Editorials

COVID-19: the Bahamian economy in freefall

We begin the second week of September with advice that the minister of tourism will deliver a report to the country at noon today.

We had expected the major economic policy speech the prime minister promised to deliver last month.

The Bahamian economy is in freefall.

There is no magic bullet that will restore our pre-pandemic economy in the near term.

We have yet to achieve adequate levels of testing for COVID-19; that hampers efforts by health authorities to identify and isolate those infected so as to contain and reduce the spread of infections.

Closing most segments of the economy for months on end, mishandling regulation of businesses permitted to operate and mistakes made in not enforcing sensible agreed protocols for visitors and returning Bahamians and residents at the reopening of international borders on July 1 have compounded our economic woes and fueled the spread of the virus.

Unemployment and NIB benefits, government emergency assistance and public and private sector food assistance programs barely reach far too many in critical need of assistance.

In June, the Department of Labour speculated that unemployment levels could rise to over 40 percent.

The Inter-American Development Bank’s (IDB) report on an online survey on the socioeconomic impact of COVID-19 on the economies of Caribbean member states, indicates that some 80 percent of low-income Bahamians lost employment since March while as many as 50 percent of middle-income individuals were also left jobless.

Using data collected in April 2020, the IDB reported that some 52 percent of Bahamian households declared at least one job loss, though of these 75 percent believed that they would be reengaged after the crisis

Tourism, the breadbasket of The Bahamas’ economy, has been on hold since mid-March as health requirements and emergency restrictions emptied hotels, stopped airplanes bringing sun and sand seekers to our airports, prohibited cruise ships calling at Bahamian ports and curtailed the arrival of private aircraft and yachts.

As a result, all the major hotel properties on New Providence and Grand Bahama immediately furloughed thousands of employees. Many have since had their employment terminated. Gradually, even small hotel properties that operated in the first months of the pandemic also reduced staff or closed completely.

Jobs disappeared in many tourism-related businesses that employ thousands more: taxi services, land and sea tours and excursions, wholesale and retail of souvenirs including straw work and wood carvings, restaurants, bars and entertainment establishments.

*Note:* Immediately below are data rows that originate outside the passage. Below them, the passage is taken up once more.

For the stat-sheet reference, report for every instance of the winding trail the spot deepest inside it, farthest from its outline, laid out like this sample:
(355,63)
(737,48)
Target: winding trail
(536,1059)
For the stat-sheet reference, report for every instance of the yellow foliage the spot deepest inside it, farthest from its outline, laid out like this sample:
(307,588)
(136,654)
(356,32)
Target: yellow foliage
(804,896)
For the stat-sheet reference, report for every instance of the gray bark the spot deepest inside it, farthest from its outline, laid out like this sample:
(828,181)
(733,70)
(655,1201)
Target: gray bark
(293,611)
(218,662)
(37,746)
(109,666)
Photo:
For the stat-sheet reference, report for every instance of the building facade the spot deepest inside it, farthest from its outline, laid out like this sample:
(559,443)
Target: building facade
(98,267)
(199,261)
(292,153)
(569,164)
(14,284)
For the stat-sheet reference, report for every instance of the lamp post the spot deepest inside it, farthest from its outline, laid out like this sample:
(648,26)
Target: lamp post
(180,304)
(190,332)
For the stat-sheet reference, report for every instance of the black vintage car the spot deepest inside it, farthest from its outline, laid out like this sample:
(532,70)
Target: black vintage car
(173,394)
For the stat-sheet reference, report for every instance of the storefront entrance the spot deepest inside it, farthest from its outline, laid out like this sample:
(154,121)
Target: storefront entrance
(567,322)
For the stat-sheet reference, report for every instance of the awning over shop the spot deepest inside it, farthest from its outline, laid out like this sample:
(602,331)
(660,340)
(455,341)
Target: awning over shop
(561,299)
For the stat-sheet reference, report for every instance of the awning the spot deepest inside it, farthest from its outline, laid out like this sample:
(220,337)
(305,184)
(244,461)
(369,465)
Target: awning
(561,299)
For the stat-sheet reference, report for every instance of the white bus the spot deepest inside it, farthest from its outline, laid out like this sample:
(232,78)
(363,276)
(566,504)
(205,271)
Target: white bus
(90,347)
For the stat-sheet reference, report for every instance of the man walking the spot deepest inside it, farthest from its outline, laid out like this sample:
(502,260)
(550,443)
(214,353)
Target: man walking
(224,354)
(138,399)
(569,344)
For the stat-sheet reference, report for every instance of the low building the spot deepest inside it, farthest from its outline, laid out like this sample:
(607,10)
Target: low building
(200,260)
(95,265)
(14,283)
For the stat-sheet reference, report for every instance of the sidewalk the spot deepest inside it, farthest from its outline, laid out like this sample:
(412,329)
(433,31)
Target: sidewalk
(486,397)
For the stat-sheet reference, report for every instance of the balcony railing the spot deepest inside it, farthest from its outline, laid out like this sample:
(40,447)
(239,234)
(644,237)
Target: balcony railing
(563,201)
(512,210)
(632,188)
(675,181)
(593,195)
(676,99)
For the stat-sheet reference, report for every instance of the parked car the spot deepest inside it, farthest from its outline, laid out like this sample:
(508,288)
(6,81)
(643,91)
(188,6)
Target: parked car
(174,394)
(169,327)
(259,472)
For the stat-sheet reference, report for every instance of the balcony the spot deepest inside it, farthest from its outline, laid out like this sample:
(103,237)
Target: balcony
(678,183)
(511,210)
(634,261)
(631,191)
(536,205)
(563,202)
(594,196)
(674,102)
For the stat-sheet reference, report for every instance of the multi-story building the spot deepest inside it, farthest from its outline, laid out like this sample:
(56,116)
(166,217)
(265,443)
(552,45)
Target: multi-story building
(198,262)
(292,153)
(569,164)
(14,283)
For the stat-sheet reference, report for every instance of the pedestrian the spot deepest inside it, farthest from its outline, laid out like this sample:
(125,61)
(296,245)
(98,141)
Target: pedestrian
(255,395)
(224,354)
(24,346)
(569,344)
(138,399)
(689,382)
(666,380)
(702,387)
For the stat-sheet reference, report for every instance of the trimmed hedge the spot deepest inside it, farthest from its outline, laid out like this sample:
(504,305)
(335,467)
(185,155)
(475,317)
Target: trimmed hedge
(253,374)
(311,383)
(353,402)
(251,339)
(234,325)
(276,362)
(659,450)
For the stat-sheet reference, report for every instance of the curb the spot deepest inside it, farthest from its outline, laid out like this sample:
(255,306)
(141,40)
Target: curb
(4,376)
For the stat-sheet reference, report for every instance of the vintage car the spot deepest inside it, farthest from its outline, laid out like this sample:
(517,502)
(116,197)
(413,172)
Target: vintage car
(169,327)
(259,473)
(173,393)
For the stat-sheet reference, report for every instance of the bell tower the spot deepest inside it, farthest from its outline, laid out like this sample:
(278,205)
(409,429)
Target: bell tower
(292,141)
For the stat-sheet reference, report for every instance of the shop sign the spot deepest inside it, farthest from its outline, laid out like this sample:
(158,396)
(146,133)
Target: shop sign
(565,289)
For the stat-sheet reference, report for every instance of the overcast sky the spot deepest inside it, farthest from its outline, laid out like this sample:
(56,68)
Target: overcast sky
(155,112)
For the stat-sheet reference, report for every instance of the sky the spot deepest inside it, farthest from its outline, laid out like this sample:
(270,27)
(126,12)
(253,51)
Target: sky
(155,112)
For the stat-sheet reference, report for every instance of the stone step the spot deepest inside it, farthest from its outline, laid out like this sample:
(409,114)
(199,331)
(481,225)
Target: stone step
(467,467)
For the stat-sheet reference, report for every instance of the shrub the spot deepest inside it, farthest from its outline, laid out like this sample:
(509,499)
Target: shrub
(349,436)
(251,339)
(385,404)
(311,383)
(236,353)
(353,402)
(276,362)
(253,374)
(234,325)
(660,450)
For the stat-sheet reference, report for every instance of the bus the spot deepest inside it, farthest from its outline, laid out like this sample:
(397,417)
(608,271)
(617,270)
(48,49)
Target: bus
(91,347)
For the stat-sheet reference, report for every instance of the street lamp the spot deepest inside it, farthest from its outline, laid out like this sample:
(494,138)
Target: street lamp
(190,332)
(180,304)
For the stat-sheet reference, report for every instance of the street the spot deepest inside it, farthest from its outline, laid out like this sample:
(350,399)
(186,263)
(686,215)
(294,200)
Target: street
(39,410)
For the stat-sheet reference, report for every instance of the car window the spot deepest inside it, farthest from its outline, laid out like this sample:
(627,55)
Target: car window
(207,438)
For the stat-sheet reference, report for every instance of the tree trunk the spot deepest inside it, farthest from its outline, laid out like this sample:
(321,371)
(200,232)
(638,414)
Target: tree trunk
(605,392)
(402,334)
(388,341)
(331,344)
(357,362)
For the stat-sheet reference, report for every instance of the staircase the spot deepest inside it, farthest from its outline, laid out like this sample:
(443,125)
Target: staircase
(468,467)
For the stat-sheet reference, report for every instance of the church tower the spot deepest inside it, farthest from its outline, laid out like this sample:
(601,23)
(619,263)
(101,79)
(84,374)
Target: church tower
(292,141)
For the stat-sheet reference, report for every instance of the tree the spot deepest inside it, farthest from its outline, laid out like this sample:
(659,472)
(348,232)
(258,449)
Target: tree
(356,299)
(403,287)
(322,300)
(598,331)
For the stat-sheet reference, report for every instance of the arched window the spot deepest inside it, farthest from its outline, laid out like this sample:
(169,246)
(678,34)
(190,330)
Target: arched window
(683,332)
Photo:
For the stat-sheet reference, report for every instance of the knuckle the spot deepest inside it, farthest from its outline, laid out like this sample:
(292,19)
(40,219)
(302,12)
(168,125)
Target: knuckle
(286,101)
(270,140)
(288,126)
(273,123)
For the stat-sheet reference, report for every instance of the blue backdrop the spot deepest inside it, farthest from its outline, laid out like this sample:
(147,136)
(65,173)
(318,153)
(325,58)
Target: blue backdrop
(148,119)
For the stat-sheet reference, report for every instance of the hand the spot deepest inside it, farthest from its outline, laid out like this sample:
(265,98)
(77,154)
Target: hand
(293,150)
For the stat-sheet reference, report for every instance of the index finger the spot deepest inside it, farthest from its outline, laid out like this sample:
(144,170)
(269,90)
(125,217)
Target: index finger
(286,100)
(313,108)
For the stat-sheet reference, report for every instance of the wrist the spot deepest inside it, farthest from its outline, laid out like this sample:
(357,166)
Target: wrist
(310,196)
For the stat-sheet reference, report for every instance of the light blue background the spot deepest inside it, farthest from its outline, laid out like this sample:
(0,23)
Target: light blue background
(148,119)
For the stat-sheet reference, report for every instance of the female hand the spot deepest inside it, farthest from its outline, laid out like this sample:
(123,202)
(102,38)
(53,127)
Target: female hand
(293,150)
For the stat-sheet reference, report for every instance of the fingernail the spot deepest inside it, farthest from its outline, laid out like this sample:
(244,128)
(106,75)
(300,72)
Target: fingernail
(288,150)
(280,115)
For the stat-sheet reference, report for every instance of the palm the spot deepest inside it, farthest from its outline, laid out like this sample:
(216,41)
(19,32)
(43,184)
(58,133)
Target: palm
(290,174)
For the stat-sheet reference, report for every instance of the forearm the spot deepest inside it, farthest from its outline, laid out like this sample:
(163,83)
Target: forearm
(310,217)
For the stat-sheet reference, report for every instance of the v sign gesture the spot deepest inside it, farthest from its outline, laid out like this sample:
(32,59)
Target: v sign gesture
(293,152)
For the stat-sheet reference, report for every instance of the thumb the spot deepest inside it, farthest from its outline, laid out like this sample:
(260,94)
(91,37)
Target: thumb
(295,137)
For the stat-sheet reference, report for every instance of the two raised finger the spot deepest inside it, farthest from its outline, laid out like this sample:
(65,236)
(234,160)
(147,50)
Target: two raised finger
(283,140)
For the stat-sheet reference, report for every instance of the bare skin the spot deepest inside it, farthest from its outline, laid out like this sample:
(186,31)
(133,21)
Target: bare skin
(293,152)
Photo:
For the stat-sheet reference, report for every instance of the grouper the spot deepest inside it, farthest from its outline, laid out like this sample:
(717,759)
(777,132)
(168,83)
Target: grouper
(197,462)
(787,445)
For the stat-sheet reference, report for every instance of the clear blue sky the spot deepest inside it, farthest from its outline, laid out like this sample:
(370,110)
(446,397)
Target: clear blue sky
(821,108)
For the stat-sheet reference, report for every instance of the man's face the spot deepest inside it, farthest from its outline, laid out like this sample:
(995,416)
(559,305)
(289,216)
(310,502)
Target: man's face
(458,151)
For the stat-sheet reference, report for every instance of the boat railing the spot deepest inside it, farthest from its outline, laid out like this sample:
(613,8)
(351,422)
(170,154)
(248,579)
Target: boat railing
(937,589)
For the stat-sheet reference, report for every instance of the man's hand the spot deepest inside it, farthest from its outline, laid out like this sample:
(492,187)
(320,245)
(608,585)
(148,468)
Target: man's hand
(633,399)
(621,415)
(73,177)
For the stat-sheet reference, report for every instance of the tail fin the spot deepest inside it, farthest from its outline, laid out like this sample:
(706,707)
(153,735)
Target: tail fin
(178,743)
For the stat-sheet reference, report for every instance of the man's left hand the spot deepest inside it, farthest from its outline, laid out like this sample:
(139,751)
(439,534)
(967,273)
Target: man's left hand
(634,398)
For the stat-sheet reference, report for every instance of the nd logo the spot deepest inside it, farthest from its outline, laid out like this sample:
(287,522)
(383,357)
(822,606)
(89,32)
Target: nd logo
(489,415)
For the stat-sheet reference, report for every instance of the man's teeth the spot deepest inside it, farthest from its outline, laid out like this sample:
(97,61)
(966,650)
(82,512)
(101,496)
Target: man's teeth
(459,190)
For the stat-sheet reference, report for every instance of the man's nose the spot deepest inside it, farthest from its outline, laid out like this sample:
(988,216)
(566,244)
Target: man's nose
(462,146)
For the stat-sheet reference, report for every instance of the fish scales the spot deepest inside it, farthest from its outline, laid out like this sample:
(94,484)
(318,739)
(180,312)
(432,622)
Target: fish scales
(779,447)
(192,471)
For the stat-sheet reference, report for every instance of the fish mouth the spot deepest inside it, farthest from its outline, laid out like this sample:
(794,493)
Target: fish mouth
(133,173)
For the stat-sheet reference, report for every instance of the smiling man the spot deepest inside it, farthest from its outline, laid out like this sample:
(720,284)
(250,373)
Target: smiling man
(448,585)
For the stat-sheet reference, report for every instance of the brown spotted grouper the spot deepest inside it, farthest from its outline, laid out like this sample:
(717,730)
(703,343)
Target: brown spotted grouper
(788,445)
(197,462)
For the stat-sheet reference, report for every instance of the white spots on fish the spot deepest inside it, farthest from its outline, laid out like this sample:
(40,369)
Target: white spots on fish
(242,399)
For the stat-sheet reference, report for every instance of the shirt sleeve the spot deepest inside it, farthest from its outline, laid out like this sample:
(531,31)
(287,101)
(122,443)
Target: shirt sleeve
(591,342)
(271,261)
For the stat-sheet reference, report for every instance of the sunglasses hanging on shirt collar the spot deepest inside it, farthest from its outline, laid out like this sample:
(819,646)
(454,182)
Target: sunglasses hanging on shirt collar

Bahamians now have less disposable cash and have reduced expenditures on everything except vital necessities: shelter, food, medicine. This, too, affected businesses – hardware stores, clothing, shoe and sporting retail shops and neighborhood shops, restaurants and bars that typically cater to daily needs.

Reduced business reduced the need for pre-pandemic levels of employment. Some suffered reduced workweeks with commensurate reduced incomes. Others lost employment altogether.

The international financial services sector and the public service have become the mainstay of the economy as the only sectors not to have reduced either staff or salaries, though some servicing financial services, including legal services, have not fared well.

Trials of serious matters have been suspended, as have hearings of civil matters. At least half of the public service has been shuttered for six months.

While not shuttered, real estate sales of high-end vacation homes to international clientele has reduced and the domestic real estate market has become more challenging.

We look forward to the report of the Economic Recovery Committee which promised to make recommendations for manufacturing and trade, for Family Island development and to support innovation in the green, blue, orange and digital sectors.

Most importantly, we look to the prime minister’s promised major economic speech.